Given a sorted array nums, remove the duplicates in-place such that each element appears only once and returns the new length.
Do not allocate extra space for another array, you must do this by modifying the input array in-place with O(1) extra memory.
Example 1:
Input: nums = [1,1,2]
Output: 2, nums = [1,2]
Explanation: Your function should return length = 2, with the first two elements of nums being 1 and 2 respectively. It doesn't matter what you leave beyond the returned length.
Example 2:
Input: nums = [0,0,1,1,1,2,2,3,3,4]
Output: 5, nums = [0,1,2,3,4]
Explanation: Your function should return length = 5, with the first five elements of nums being modified to 0, 1, 2, 3, and 4 respectively. It doesn't matter what values are set beyond the returned length.

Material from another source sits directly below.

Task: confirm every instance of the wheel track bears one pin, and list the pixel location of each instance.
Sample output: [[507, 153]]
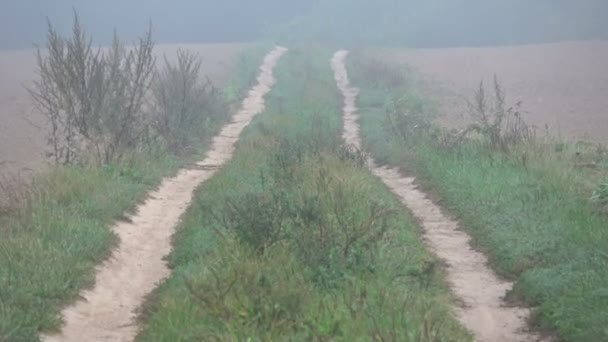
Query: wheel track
[[107, 312], [484, 311]]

从一个有序数组中移除重复的元素,返回移除后只包含不重复元素的数组长度。
因为不能使用额外空间,所以只能在原数组上操作。要排除掉重复的元素,就需要比较两个元素是否相同,进而需要两个下标指针$i,j$,从0开始向后遍历每个元素:判断$nums[j] == nums[i]?$,如果相等就向后移动下标$j$,如果不相等就把$nums[j]$赋值给$nums[i]$,并同时向后移动下标$i,j$,最后返回数组长度$i+1$。
如下图(LeetCodeAnimation)所示:
public int removeDuplicates(int[] nums) {
int i = 0;
for (int j = 1;j < nums.length;j++) {
if (nums[i] != nums[j]) {
nums[++i] = nums[j];
}
}
return i + 1;
}时间复杂度:$O(N)$
在原数组上操作,比较元素值是否相等,需要2个下标指针。